Wir hatten uns vorgenommen, die Sichtbarkeit der Kirche zu überdenken. Es gibt eine im Glauben, in der Verfassung, im Recht, im Gottesdienst sichtbare Gemeinschaft, die Christus gestiftet hat; wir nennen sie die katholische Kirche. Ein Element der Sichtbarkeit ist ganz besonders deutlich, nämlich das Papsttum. Das Papsttum gilt so sehr als Kennzeichen der katholischen Kirche, daß die Feinde der Kirche ihre Glieder als „Papisten“ beschimpft haben und auch heute noch beschimpfen. Die Kirche ist von Christus in ihren wesentlichen Verfassungselementen selbst gestiftet worden. Er hat die Apostel berufen und den Petrus an ihre Spitze gestellt. Er hat ihm den Vorrang des Rechtsprimates gegeben. Indem er Petrus zum Haupt der Apostel machte, hat Christus das Papsttum gestiftet. In der Heiligen Schrift lassen sich eine Menge von Texten nachweisen, die den Vorrang des Petrus und die Stiftung dieses Vorranges durch Christus bezeugen. An erster Stelle steht die berühmte Voraussagung des Herrn bei Cäsarea Philippi: „Du bist Petrus – und das heißt Fels –, und auf diesen Felsen will ich meine Kirche bauen. Dir will ich die Schlüssel des Himmelreiches geben. Alles, was du auf Erden binden wirst, wird auch im Himmel gebunden sein, und alles, was du auf Erden lösen wirst, wird auch im Himmel gelöst sein.“ Das war die Verheißung des Primates. Die Einsetzung geschah nach der Auferstehung des Herrn. Da hat Christus zu Petrus gesprochen: „Weide meine Lämmer! Weide meine Schafe!“
Diese Texte scheinen uns Gläubigen sehr klar zu sein. Aber das hindert nicht ungläubige Theologen, sie zu verdrehen und zu verwerfen. Es gibt Theologen, sogenannte katholische Theologen, die behaupten, diese Worte seien unecht, sie seien gar nicht von Christus gesprochen. Es gibt andere, die sagen, diese Worte gingen auf den Glauben des Petrus, nicht auf die Person. Und es gibt drittens Theologen, die meinen, zwar Petrus sei damit gemeint, aber nicht seine Nachfolger. Gegenüber diesen falschen Meinungen hält die Kirche unverrückbar daran fest, daß der Primat von Christus gestiftet worden ist und fortlebt im Bischof von Rom. Alle anderen Bischofe sind zwar auch Nachfolger der Apostel, aber sie folgen nsicht einem einzelnen Apostel nach; ihre Tätigkeit ist nicht an den Wirkort eines Apostels gebunden, während der Papst, der Bischof von Rom, Petrus an seinem letzten Wirkort nachfolgt, nämlich in Rom. Petrus hat in Rom gelebt, den Primat ausgeübt und ist dort gestorben. Deswegen ist der Bischof von Rom ein einzigartiger Bischof; er ist der Universalbischof der katholischen Kirche. Er allein folgt einem bestimmten Apostel nach, nämlich dem Petrus.

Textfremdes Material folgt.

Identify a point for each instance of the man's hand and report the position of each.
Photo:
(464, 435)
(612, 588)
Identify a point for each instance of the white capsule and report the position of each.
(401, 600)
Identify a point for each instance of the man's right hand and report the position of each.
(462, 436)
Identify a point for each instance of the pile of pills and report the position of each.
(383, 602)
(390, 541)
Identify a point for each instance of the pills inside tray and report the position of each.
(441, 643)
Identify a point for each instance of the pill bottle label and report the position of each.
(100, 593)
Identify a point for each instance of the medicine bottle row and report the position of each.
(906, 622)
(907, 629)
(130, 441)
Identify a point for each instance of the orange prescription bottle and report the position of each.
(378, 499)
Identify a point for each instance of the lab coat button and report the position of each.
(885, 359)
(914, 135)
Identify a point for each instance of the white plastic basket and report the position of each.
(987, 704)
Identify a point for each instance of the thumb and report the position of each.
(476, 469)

Der Primat stammt also nicht von unten, sondern von oben. Er ist nicht das Ergebnis politischer Konstellationen oder kultureller Entwicklungen, er gehorcht auch nicht einem soziologischen Gesetz, wonach eben einer an der Spitze stehen soll. Nein, der Primat ist die Stiftung Christi. Und diese Stiftung Christi hält sich durch alle Zeiten hindurch. Die Zeitverhältnisse, die geschichtlichen Notwendigkeiten, die Persönlichkeit des einzelnen Papstes spielen selbstverständlich bei der Ausdrucksgestalt, die der Primat annimmt, eine große Rolle. Wir können sehr deutlich Päpste wie Pius X., Pius XI., Pius XII. unterscheiden von Johannes XXIII. oder Paul VI. oder Johannes Paul II. Die Ausübung der primatialen Gewalt ist bei diesen beiden Gruppen sehr verschieden. Aber das Grundwesentliche, das immer Sich-Durchhaltende, das immer Sich-gleich-Bleibende, das ist die primatiale Würde und die primatiale Vollmacht. Sie ist in Pius X. keine andere als in Johannes Paul II.

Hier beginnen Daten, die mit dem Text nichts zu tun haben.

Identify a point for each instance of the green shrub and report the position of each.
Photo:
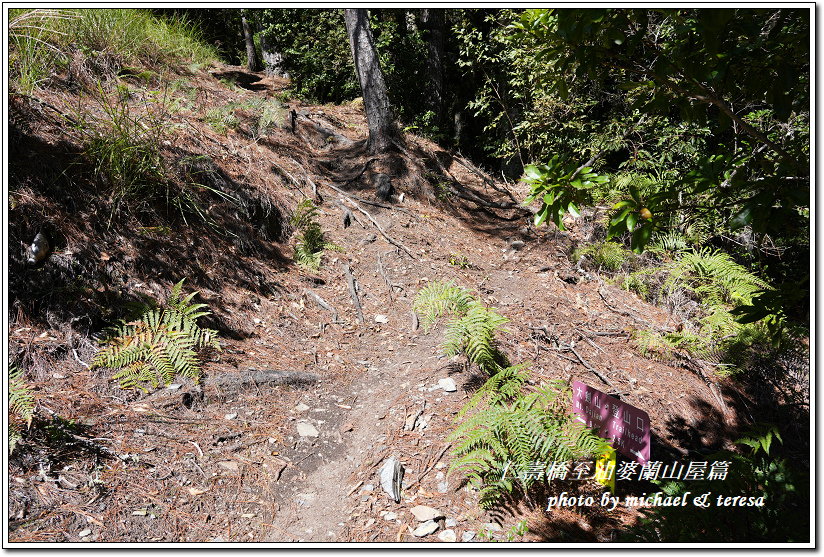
(608, 255)
(311, 243)
(784, 516)
(21, 405)
(513, 427)
(156, 343)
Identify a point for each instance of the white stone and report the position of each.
(447, 536)
(425, 529)
(307, 430)
(448, 384)
(424, 513)
(493, 527)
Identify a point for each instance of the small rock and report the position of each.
(391, 474)
(307, 430)
(229, 465)
(447, 536)
(424, 513)
(448, 385)
(425, 529)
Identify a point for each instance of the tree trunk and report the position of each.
(271, 59)
(250, 42)
(432, 21)
(382, 128)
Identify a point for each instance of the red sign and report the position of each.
(626, 426)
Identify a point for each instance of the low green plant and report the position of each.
(156, 343)
(222, 118)
(513, 426)
(122, 146)
(561, 185)
(608, 255)
(40, 39)
(21, 406)
(33, 39)
(311, 243)
(782, 514)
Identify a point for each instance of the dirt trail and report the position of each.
(236, 468)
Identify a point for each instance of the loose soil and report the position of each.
(225, 461)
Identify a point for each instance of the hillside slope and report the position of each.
(235, 460)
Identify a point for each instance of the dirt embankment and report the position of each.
(311, 393)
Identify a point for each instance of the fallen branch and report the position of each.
(350, 281)
(381, 230)
(592, 369)
(347, 211)
(389, 284)
(353, 198)
(324, 132)
(469, 166)
(322, 303)
(359, 174)
(262, 377)
(308, 179)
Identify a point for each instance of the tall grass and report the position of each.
(40, 39)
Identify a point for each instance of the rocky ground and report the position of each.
(295, 454)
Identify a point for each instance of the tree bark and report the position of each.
(271, 59)
(432, 21)
(379, 115)
(250, 42)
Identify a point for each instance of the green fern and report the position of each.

Weil der Papst Christus vertritt, nennt man ihn den Repräsentanten Christi. Er ist der Vikar, der Stellvertreter Christi. Die übrigen Apostel vertreten in einer gewissen eingeschränkten Hinsicht auch Christus, aber der Papst vertritt Christus in seiner Stelle als Haupt der Gesamtkirche. Christus ist das Haupt der Kirche, und der Papst repräsentiert dieses Haupt. Man kann von ihm sagen: „Personam Christi gerit“ – er trägt die Person Christi, er führt die Person Christi in die Wirklichkeit, in das tägliche Leben über. Der Papst ist Repräsentant Christi; in ihm wird Christus hörbar und sichtbar.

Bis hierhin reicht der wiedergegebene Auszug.